Working with data in files

Objective

The objective of this exercise is to teach you how to provide files as input to your job, and get output as files back from your job.

Data Movement

So far, we've done really simple examples where the entire input to the program is just on the command-line. What do you do if you have data files to deal with? Let's walk through a short example.

First, let's make a program, call it analyze.sh that analyzes a text file that it is provided on the command-line.

#!/bin/sh

if [ $# -ne 1 ]; then
    echo "Usage: analyze.sh <filename>"
    exit 1
fi

echo "About to do a deep analysis of $1..."
echo "First, we convert it to all upper case (see $1.upper)"
tr "[:lower:]" "[:upper:]" < $1 > $1.upper

echo "Next, we find the 10 most common words (see $1.10)"
cat $1 | tr "[:upper:]" "[:lower:]" | tr -cs "[:alpha:]" "\n" | sort | uniq -c | sort --key=1,7 -n -r  | head -10 > $1.10

sleep 5

You also need a file to analyze. Put the following text into a file called gettysburg.

Four score and seven years ago our fathers brought forth on this
continent, a new nation, conceived in Liberty, and dedicated to the
proposition that all men are created equal.

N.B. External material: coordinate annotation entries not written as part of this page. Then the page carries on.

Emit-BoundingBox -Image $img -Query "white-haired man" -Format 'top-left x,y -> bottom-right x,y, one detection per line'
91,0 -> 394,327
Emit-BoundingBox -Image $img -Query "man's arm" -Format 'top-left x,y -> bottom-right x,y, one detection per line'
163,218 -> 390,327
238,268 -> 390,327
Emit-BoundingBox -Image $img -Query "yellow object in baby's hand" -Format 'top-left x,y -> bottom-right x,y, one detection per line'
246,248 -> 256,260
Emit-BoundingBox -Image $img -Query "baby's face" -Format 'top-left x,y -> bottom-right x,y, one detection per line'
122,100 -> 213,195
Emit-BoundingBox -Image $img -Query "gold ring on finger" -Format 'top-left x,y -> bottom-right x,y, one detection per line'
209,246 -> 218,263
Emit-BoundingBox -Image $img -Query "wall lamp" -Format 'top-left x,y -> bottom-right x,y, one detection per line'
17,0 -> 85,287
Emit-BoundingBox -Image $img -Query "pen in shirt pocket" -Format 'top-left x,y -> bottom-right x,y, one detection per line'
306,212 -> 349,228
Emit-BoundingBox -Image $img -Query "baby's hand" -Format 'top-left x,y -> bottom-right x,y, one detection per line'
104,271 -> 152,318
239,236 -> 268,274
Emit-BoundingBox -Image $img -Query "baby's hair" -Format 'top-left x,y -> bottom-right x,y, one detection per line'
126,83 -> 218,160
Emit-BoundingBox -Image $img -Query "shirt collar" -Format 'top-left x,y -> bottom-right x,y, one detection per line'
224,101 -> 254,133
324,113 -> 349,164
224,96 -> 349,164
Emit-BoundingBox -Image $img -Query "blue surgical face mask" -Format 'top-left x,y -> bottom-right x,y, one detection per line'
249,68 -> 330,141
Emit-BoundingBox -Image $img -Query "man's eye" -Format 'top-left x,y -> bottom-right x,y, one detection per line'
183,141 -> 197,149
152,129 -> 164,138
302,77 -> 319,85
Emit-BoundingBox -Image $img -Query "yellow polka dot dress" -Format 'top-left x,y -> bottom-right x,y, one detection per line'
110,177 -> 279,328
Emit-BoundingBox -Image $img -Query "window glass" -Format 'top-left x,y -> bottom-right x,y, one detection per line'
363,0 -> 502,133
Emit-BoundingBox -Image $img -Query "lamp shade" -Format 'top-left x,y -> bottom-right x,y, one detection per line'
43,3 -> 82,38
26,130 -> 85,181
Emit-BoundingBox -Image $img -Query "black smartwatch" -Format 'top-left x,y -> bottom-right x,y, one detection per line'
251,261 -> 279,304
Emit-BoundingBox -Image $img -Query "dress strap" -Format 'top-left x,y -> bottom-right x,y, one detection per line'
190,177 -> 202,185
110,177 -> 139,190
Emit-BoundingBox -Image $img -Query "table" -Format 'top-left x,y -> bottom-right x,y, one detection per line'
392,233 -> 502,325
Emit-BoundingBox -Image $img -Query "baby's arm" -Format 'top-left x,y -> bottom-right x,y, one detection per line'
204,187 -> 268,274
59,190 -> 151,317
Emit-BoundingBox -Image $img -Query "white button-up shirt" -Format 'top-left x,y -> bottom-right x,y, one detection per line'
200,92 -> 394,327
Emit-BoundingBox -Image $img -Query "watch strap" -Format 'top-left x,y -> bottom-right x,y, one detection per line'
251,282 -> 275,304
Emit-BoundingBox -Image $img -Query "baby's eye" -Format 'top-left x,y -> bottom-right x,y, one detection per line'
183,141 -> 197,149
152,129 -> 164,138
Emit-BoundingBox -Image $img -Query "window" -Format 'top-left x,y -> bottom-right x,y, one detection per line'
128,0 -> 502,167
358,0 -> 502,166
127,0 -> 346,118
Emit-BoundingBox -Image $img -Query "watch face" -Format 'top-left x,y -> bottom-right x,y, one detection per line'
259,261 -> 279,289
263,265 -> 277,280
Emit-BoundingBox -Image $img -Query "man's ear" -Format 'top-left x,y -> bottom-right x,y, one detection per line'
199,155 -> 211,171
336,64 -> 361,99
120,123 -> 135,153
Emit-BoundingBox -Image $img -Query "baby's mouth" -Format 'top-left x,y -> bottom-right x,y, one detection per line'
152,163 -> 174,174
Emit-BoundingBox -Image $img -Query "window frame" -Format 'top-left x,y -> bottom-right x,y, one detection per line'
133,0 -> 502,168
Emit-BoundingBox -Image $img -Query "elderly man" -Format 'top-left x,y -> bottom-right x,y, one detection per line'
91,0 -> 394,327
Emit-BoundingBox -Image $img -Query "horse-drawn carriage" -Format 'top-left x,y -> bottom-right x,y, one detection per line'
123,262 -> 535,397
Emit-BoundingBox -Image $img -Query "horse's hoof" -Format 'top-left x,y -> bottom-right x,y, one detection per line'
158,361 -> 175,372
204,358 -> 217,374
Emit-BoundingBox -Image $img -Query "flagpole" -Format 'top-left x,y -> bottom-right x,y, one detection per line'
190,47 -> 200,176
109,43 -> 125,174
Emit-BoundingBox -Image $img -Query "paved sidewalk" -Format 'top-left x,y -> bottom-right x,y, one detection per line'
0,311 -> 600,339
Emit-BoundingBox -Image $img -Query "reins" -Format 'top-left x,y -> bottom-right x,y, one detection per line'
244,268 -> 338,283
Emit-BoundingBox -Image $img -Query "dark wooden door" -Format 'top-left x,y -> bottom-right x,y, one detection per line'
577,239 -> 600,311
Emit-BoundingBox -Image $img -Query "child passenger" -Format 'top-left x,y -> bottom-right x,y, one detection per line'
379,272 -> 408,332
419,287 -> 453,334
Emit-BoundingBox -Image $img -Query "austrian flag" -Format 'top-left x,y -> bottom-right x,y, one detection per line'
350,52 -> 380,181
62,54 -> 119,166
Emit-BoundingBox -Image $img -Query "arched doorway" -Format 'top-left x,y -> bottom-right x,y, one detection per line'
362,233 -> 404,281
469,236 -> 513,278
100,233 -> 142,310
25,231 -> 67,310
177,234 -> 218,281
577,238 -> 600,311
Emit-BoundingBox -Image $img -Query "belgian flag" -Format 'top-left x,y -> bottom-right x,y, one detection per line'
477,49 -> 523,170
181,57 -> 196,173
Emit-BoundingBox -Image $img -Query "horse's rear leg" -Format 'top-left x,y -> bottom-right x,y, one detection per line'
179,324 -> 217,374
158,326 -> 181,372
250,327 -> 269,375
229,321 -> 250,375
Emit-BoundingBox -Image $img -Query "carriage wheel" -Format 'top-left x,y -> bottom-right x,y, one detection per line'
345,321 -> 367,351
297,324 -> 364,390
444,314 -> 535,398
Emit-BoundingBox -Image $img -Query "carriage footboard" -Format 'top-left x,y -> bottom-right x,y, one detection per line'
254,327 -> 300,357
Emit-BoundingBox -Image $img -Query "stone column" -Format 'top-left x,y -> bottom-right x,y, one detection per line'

Now we are engaged in a great civil war, testing whether that nation,
or any nation so conceived and so dedicated, can long endure. We are
met on a great battle-field of that war. We have come to dedicate a
portion of that field, as a final resting place for those who here
gave their lives that that nation might live. It is altogether fitting
and proper that we should do this.

But, in a larger sense, we can not dedicate -- we can not consecrate
-- we can not hallow -- this ground. The brave men, living and dead,
who struggled here, have consecrated it, far above our poor power to
add or detract. The world will little note, nor long remember what we
say here, but it can never forget what they did here. It is for us the
living, rather, to be dedicated here to the unfinished work which they
who fought here have thus far so nobly advanced. It is rather for us
to be here dedicated to the great task remaining before us -- that
from these honored dead we take increased devotion to that cause for
which they gave the last full measure of devotion -- that we here
highly resolve that these dead shall not have died in vain -- that
this nation, under God, shall have a new birth of freedom -- and that
government of the people, by the people, for the people, shall not
perish from the earth.

Our submit file looks nearly identical to what we had before, except for the one line that specifies the data file to transfer. Put the following text into a file called submit.speech.

Universe        = vanilla
Executable      = analyze.sh
Output          = analyze.out
Error           = analyze.error
Log             = analyze.log
Arguments       = gettysburg
ShouldTransferFiles = Yes
WhenToTransferOutput = ON_EXIT
transfer_input_files = gettysburg
queue 

Notice that you just had to specify the input files and not the output files. Condor will automatically transfer back any new files, so you don't have to worry about it. Nifty, huh?

Now run the job.

$ condor_submit submit.speech
Submitting job(s).
1 job(s) submitted to cluster 37.

$ ls -lh gettys*
-rw-rw-r--. 1 kagross kagross 1.5K Aug 18 15:41 gettysburg
-rw-r--r--. 1 kagross kagross  120 Aug 18 15:42 gettysburg.10
-rw-r--r--. 1 kagross kagross 1.5K Aug 18 15:42 gettysburg.upper

You got your files! Check them out--do they look okay?

On your own

Create several text files, then submit jobs (preferably from a single submit file) to analyze each of them. If you're at a loss to create some text files, here are a few for you.

Instead of downloading these files and transferring them directly, can you change your transfer-input-files to use a URL and have Condor download them for you? Give this a try.